I am working on a tool to visualise NER matches and I am trying to resolve overlaps. I am using SpaCy's displacy as a template, and my idea was to add a function after displacy.render()
that modifies the HTML string to match my desired output, but I am somewhat stuck. Here's my process so far:
Let's say I have some text
and some entities
(identified previously by some method):
text = "This is an example sentence with some super secret (and some text in between) stuff"
entities = [{"start": 38, "end": 43, "label": "SUPER"},
{"start": 38, "end": 50, "label": "SUPER SECRET"},
{"start": 78, "end": 83, "label": "STUFF"}]

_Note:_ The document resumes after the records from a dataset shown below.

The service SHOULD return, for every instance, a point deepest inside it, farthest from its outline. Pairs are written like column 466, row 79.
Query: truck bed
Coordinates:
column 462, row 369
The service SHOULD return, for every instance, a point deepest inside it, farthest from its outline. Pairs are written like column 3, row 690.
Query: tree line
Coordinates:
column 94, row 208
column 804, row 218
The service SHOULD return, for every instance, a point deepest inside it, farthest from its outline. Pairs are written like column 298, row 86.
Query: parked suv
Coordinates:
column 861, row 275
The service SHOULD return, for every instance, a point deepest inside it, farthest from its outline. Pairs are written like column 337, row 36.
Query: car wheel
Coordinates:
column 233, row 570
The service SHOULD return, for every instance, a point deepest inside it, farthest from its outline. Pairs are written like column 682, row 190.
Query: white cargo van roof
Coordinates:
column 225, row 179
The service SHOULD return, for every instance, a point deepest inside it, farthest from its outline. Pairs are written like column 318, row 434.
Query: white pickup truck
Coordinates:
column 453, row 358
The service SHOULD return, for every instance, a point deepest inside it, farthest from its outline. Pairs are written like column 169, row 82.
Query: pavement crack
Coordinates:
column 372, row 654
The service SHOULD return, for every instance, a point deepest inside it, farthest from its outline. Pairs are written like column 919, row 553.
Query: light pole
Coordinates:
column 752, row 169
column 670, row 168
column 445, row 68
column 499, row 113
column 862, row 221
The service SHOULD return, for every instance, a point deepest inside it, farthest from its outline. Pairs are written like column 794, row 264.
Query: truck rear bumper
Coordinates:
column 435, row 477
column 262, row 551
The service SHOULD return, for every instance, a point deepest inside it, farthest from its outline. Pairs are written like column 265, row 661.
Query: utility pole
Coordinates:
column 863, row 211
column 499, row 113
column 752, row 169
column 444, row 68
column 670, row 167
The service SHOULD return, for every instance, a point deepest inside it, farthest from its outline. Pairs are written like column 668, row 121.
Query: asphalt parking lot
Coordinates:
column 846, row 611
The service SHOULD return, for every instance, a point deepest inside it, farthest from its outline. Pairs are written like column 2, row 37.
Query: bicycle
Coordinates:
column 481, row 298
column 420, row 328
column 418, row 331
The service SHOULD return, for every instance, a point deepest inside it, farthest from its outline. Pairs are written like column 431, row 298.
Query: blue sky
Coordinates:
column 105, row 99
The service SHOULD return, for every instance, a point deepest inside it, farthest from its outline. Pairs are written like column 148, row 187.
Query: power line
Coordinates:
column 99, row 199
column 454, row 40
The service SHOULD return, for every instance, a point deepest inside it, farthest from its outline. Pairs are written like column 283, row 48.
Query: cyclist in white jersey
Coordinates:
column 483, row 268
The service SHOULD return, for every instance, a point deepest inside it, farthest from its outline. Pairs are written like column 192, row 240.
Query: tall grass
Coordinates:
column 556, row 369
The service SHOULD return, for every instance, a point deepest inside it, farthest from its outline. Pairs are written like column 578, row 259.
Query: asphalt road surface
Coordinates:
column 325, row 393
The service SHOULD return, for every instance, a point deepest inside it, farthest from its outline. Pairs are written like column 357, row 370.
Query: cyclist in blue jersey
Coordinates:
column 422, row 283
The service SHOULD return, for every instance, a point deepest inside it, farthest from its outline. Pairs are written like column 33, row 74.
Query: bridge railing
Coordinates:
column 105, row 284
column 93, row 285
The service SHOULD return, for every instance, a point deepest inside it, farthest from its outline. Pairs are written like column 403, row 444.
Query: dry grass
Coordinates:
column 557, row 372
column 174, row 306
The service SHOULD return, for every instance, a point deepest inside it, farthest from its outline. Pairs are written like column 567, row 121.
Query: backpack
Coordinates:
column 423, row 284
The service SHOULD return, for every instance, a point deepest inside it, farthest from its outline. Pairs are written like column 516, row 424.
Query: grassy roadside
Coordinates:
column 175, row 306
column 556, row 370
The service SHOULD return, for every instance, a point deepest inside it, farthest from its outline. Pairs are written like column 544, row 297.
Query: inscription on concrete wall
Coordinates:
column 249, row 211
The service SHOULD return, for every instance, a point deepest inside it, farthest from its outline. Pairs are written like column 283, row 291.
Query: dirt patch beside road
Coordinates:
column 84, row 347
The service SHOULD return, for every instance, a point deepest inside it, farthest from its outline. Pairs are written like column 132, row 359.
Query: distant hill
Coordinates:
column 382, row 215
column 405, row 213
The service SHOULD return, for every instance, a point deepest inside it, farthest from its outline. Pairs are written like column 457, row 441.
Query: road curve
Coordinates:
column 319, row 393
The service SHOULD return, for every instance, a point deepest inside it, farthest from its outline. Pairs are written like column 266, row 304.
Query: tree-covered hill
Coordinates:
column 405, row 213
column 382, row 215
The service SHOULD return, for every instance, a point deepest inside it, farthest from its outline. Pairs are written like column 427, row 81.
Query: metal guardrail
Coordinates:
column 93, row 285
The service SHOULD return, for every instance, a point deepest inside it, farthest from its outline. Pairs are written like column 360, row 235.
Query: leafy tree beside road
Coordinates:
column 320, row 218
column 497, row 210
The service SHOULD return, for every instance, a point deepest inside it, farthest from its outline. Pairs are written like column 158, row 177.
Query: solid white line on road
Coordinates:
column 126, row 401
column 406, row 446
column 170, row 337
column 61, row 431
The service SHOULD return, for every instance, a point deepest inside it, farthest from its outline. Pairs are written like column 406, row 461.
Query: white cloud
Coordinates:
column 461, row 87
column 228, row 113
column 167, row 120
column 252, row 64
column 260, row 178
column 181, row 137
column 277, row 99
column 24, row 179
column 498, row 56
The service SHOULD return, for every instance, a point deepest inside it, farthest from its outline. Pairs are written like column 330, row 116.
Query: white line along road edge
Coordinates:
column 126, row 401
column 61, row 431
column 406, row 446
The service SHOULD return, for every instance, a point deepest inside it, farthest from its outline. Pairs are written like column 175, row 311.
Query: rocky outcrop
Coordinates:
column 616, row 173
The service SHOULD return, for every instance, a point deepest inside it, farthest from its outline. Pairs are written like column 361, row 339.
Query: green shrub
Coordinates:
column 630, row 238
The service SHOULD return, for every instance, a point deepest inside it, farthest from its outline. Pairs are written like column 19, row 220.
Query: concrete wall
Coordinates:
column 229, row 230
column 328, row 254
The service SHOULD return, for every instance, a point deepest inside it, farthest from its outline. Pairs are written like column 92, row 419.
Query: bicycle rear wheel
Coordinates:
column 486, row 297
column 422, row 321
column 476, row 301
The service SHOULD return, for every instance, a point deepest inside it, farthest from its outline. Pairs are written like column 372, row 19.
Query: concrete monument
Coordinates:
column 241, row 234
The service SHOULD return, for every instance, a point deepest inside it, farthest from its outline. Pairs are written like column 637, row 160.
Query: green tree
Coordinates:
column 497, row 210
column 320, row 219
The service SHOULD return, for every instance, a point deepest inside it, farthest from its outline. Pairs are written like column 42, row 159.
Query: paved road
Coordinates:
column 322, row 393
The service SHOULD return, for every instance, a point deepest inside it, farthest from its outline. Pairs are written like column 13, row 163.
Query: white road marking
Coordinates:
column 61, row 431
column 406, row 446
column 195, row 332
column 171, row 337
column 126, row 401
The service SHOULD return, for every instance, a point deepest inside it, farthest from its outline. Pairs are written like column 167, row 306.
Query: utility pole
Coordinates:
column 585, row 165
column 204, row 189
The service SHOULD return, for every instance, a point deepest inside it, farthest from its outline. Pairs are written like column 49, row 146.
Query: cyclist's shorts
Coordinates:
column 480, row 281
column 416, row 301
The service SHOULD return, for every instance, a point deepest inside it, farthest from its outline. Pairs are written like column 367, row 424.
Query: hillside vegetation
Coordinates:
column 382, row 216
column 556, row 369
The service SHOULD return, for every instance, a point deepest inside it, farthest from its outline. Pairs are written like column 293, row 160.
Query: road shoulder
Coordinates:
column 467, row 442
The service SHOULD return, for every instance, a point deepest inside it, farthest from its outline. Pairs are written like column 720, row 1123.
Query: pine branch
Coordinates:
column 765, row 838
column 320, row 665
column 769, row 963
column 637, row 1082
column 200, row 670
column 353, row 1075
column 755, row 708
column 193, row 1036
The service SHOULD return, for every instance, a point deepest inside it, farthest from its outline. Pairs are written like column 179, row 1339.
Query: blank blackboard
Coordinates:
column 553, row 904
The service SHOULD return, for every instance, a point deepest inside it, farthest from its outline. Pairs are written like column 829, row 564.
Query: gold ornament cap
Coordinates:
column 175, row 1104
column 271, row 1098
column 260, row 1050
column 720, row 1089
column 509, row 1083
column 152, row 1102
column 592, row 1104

We can render an HTML visualisation of these manually using displacy:
from spacy import displacy
example = [{"text": text,
"ents": entities,
"title": None}]
html = displacy.render(example, style="ent", manual=True)
which returns
<div class="entities" style="line-height: 2.5; direction: ltr">This is an example sentence with some
<mark class="entity" style="background: #ddd; padding: 0.45em 0.6em; margin: 0 0.25em; line-height: 1; border-radius: 0.35em;">
super
<span style="font-size: 0.8em; font-weight: bold; line-height: 1; border-radius: 0.35em; vertical-align: middle; margin-left: 0.5rem">SUPER</span>
</mark>
<mark class="entity" style="background: #ddd; padding: 0.45em 0.6em; margin: 0 0.25em; line-height: 1; border-radius: 0.35em;">
super secret
<span style="font-size: 0.8em; font-weight: bold; line-height: 1; border-radius: 0.35em; vertical-align: middle; margin-left: 0.5rem">SUPER SECRET</span>
</mark>
(and some text in between)
<mark class="entity" style="background: #ddd; padding: 0.45em 0.6em; margin: 0 0.25em; line-height: 1; border-radius: 0.35em;">
stuff
<span style="font-size: 0.8em; font-weight: bold; line-height: 1; border-radius: 0.35em; vertical-align: middle; margin-left: 0.5rem">STUFF</span>
</mark>
</div>
The problem here is that "super" is in a separate <mark>
outside of "super secret". Ideally, I'd want to have something like this:
<div class="entities" style="line-height: 2.5; direction: ltr">This is an example sentence with
<mark class="entity" style="background: #ddd; padding: 0.45em 0.6em; margin: 0 0.25em; line-height: 1; border-radius: 0.35em;">
<mark class="entity" style="background: #add; padding: 0.45em 0.6em; margin: 0 0.25em; line-height: 1; border-radius: 0.35em;">
super
<span style="font-size: 0.8em; font-weight: bold; line-height: 1; border-radius: 0.35em; vertical-align: middle; margin-left: 0.5rem">SUPER</span>
</mark>
secret
<span style="font-size: 0.8em; font-weight: bold; line-height: 1; border-radius: 0.35em; vertical-align: middle; margin-left: 0.5rem">SUPER SECRET</span>
</mark>
(and some text in between)
<mark class="entity" style="background: #ddd; padding: 0.45em 0.6em; margin: 0 0.25em; line-height: 1; border-radius: 0.35em;">
stuff
<span style="font-size: 0.8em; font-weight: bold; line-height: 1; border-radius: 0.35em; vertical-align: middle; margin-left: 0.5rem">STUFF</span>
</mark>
</div>
So my idea was to write an html_transform(starting_html: str) -> str
function that resolves overlapping entities and returns something like the bottom image. After writing some psuedocode though, I realised that this might be a too complicated approach and I'm still stuck with it. Does anyone know of better ways of approaching this? Any pointers would be appreciated!